Following Bahrain’s independence in 1971, the UK has continued to back the institutions it established – and has pretended to see progress towards democratic reform. In July, Bahrain’s Crown Prince made an official visit to the UK, where he met Prime Minister Rishi Sunak and signed a ‘Strategic Investment and Collaboration Partnership’ between the two countries. This included a US$1 billion investment deal in the UK. Barely a month before the start of the hunger strike, Sunak welcomed ‘progress on domestic reforms in Bahrain, particularly in relation to the judiciary and legal process’.

For the USA, Bahrain has been a ‘major non-NATO ally‘ since 2002 and a ‘major security partner’ since 2021. Bahrain was the first state in the region to be accorded major non-NATO ally status, the first to host a major US military base and the first, in 2006, to sign a free trade agreement with the USA. The US Navy’s Fifth Fleet, one of seven around the world, is stationed there, and the country hosts the headquarters of the US Naval Forces Central Command.

On 13 September, the Crown Prince visited Washington DC and signed a ‘Comprehensive Security Integration and Prosperity Agreement’ meant to scale up military and economic cooperation with the USA.

Only in the last paragraph of its pages-long announcement, meticulously detailed in every other respect, did the White House briefly acknowledge that human rights were an item of discussion. Nothing was said about the content or outcome of those alleged conversations.

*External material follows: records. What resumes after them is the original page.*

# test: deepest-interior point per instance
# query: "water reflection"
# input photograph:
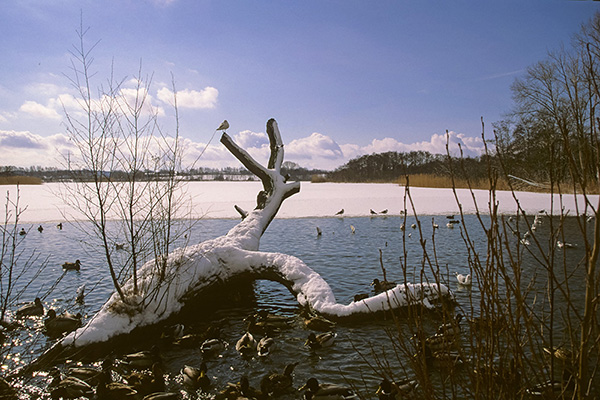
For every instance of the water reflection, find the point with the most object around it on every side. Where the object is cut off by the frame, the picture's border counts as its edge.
(347, 259)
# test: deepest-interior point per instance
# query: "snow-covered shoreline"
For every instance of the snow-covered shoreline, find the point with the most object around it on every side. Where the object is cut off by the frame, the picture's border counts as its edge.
(315, 200)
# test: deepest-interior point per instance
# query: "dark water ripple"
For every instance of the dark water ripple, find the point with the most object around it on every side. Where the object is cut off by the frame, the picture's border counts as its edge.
(347, 261)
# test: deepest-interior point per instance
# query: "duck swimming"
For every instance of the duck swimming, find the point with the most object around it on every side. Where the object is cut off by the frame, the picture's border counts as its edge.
(196, 378)
(277, 384)
(313, 390)
(464, 280)
(72, 266)
(31, 309)
(321, 340)
(246, 344)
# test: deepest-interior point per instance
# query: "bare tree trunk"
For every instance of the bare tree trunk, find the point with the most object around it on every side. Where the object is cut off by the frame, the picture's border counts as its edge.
(275, 189)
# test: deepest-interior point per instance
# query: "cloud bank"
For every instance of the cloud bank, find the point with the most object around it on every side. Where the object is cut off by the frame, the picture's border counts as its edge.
(316, 151)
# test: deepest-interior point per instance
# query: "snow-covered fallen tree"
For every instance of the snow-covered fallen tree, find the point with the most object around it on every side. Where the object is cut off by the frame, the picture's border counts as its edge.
(192, 269)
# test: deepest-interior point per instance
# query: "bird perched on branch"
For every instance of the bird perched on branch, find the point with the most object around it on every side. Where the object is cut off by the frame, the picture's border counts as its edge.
(224, 125)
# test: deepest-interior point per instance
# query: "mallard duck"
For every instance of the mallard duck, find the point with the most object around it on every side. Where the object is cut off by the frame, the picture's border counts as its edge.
(7, 391)
(109, 390)
(89, 375)
(382, 286)
(69, 387)
(145, 383)
(211, 347)
(313, 390)
(162, 396)
(315, 341)
(192, 339)
(80, 294)
(239, 391)
(276, 384)
(196, 378)
(142, 359)
(56, 325)
(444, 358)
(441, 341)
(34, 308)
(360, 296)
(396, 390)
(464, 280)
(246, 345)
(265, 346)
(76, 266)
(318, 323)
(561, 354)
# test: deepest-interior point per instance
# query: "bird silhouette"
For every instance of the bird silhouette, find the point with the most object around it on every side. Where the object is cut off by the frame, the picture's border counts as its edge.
(224, 125)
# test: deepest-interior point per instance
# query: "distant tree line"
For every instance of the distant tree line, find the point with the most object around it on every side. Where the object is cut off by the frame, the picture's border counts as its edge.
(552, 130)
(390, 166)
(53, 174)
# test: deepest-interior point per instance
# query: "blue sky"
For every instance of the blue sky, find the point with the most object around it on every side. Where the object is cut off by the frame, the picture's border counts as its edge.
(342, 78)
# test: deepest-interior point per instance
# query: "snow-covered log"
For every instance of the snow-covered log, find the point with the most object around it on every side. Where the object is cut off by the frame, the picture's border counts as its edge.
(193, 269)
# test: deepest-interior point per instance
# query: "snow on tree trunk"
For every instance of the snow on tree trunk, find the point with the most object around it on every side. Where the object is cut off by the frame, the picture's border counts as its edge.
(192, 269)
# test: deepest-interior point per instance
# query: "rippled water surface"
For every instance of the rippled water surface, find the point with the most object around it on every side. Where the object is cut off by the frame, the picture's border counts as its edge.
(347, 261)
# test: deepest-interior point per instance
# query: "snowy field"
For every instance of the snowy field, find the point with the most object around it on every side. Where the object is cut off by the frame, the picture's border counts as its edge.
(216, 200)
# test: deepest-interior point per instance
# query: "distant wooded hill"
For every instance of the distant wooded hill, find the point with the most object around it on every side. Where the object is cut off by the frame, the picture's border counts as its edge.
(392, 166)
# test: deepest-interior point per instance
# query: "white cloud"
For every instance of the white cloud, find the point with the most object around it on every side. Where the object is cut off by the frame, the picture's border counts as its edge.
(248, 139)
(188, 98)
(39, 110)
(28, 149)
(315, 146)
(314, 151)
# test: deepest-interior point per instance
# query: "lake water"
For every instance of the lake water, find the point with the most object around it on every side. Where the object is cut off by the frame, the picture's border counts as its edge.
(347, 261)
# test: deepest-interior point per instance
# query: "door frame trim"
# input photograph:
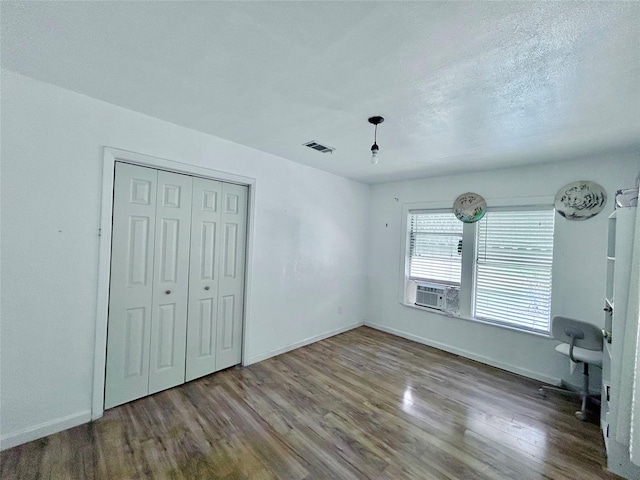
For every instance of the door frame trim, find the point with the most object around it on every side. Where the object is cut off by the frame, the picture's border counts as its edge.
(110, 157)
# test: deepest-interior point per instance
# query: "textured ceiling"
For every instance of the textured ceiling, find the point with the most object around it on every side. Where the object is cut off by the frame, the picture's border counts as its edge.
(463, 86)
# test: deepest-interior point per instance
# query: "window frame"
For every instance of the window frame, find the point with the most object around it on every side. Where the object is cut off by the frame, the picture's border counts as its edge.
(469, 250)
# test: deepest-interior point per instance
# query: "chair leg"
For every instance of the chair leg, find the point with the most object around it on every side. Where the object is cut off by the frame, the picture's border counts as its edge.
(584, 394)
(568, 389)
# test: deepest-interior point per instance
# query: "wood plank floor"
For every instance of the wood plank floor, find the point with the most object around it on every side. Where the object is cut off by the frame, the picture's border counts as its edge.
(360, 405)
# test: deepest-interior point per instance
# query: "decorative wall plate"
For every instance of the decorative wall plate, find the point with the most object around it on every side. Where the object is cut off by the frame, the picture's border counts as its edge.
(580, 200)
(469, 207)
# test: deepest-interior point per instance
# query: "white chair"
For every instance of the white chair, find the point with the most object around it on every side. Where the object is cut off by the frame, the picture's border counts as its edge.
(582, 343)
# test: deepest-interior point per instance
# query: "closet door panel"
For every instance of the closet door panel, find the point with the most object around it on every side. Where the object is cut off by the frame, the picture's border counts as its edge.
(203, 278)
(170, 281)
(231, 285)
(131, 289)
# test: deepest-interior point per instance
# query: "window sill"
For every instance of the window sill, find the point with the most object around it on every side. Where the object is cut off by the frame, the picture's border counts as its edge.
(476, 320)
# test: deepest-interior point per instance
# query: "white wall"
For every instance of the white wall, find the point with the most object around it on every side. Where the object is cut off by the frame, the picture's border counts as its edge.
(308, 256)
(578, 272)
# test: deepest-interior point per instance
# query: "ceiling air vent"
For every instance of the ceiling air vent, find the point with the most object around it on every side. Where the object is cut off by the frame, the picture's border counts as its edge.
(318, 147)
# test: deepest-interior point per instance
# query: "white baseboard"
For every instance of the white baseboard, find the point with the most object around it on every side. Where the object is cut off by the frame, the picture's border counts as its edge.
(302, 343)
(44, 429)
(464, 353)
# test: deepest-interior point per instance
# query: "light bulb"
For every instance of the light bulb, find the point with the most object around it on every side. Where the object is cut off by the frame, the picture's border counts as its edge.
(374, 154)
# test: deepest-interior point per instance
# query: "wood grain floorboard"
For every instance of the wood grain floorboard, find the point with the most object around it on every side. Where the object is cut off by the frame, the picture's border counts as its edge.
(360, 405)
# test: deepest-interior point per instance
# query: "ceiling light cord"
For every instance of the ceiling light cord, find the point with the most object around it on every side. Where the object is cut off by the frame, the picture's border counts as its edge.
(374, 148)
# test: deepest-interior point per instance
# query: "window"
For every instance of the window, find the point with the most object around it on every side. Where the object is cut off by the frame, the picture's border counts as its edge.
(498, 269)
(435, 247)
(513, 268)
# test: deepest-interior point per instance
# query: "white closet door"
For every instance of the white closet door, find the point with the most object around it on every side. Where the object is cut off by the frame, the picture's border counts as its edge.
(203, 278)
(131, 290)
(170, 281)
(231, 287)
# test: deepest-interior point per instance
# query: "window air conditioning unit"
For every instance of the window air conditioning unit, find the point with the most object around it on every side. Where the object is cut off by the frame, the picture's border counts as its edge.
(431, 295)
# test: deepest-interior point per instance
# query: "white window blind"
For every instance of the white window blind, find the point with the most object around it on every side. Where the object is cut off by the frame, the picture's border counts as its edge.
(434, 244)
(513, 269)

The USA has been repeatedly chastised for a ‘selective defence of democracy‘. President Biden promised a foreign policy centred around human rights, but that rings hollow in Bahrain. It’s high time the USA, the UK and other democratic states use the many levers at their disposal to urge the Bahraini government to free its thousands of political prisoners and move towards real democratic reform.

Inés M. Pousadela is CIVICUS Senior Research Specialist, co-director and writer for CIVICUS Lens and co-author of the State of Civil Society Report.